In London, Marx and his family lived precariously. He tried to reorganize the Communist League, but the results were hopeless. He also tried to revive the Neue rheinische Zeitung, but without success. Three children born during the years of poverty died while quite young. At last Marx received an appointment as a correspondent for the New York Tribune and his financial condition began to improve. His letters to the Tribune, later reprinted, were anti-Russian, in reaction to what Marx viewed as the tyranny of the czarist regime.
In 1859 Marx published one of his most important pieces of writing, A Contribution to a Critique of Political Economy, which was planned as the first volume in a series of volumes discussing all aspects of political economy.
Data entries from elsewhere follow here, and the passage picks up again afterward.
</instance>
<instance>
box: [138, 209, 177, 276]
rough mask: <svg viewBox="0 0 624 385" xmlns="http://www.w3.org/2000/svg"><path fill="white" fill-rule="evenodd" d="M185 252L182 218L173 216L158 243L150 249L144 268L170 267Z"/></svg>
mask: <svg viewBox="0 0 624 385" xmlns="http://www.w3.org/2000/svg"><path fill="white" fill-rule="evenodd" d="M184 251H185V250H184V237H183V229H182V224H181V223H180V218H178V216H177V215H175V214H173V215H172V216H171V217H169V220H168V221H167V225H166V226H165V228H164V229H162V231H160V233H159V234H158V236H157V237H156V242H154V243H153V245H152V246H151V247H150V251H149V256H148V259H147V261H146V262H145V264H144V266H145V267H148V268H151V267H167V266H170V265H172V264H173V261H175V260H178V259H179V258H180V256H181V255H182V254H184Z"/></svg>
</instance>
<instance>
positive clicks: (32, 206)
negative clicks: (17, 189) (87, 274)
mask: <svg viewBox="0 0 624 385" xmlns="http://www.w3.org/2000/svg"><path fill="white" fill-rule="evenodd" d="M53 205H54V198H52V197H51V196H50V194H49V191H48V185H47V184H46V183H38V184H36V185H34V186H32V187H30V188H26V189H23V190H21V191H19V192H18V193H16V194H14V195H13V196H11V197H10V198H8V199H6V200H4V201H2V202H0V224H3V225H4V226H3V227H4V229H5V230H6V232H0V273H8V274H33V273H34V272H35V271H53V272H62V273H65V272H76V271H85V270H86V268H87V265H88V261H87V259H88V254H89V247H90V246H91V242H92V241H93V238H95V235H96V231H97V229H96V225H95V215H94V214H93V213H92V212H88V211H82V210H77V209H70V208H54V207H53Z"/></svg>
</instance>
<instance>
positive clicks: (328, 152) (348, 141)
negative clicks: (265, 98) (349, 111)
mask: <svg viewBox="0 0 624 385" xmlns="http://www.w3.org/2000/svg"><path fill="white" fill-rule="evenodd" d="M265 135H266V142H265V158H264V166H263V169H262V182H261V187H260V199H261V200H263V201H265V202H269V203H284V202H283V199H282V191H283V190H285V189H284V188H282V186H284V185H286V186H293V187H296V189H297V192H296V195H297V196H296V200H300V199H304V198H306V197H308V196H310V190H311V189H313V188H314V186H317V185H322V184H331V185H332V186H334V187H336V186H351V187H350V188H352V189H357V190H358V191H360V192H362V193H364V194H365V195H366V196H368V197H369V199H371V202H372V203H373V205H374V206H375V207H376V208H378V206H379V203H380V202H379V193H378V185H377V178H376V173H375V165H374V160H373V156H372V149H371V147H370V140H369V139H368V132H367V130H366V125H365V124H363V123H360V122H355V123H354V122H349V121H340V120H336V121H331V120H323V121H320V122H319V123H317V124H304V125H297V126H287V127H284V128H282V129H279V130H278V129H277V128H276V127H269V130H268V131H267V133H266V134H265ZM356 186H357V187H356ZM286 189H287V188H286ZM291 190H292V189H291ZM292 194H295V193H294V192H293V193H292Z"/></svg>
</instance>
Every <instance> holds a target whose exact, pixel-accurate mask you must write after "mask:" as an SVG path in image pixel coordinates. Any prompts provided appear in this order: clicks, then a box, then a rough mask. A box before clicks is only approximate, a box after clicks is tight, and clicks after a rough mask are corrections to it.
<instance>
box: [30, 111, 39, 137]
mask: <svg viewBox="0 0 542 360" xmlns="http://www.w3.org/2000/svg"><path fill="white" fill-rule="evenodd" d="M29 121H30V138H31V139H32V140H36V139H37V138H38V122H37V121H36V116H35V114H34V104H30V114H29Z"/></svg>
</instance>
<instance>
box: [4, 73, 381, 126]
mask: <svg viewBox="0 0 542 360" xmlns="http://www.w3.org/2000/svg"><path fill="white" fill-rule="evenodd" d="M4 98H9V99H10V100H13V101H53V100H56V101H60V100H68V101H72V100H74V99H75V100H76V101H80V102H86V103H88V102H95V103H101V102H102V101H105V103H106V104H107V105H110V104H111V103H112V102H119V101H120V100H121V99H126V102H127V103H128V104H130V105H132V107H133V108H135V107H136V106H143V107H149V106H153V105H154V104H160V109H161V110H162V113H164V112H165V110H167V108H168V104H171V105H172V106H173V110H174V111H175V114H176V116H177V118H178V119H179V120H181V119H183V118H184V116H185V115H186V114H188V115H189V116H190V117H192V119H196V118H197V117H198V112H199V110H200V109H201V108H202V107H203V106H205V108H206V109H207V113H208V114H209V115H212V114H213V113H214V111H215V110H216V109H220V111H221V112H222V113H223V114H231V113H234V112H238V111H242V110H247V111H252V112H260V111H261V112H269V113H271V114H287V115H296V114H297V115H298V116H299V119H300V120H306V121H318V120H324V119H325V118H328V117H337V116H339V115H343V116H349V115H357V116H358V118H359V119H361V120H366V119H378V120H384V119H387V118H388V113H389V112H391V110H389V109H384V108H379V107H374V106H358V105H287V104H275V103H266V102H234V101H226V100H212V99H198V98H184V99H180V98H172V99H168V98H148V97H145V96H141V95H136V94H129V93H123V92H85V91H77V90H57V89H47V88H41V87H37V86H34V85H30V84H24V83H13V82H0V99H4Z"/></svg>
This long and ambitious project was never completed, but the published volume became a preliminary study for Das Kapital.
When in 1864 the International Working Men’s Association was formed in London, Marx was an important figure in the organization. He soon became its unofficial leader, formulating its policy, explaining the organization’s purposes to the members, and writing its pronouncements. This organization flourished for several years until historical events doomed it to eventual failure; it was formally dissolved at a congress of workers held in Philadelphia in July, 1876. Marx had practically left the organization by 1872, turning from it to spend his time working on the second and third volumes of Das Kapital, which he left in manuscript at his death. Illness frequently interrupted Marx’s work during his later years, and the death of his wife in December, 1881, was a severe blow from which he never recovered. Marx, proponent of revolution and proletarian violence, died at his home in London, leaving three daughters and a set of doctrines destined to shake civilization to its roots. The posthumous volumes of Das Kapital were published by Engels. With the collapse of the Soviet Union in the early 1990’s, Marx and his writings have become the focus of many articles attempting to analyze his theories in relation to why the Soviet system failed.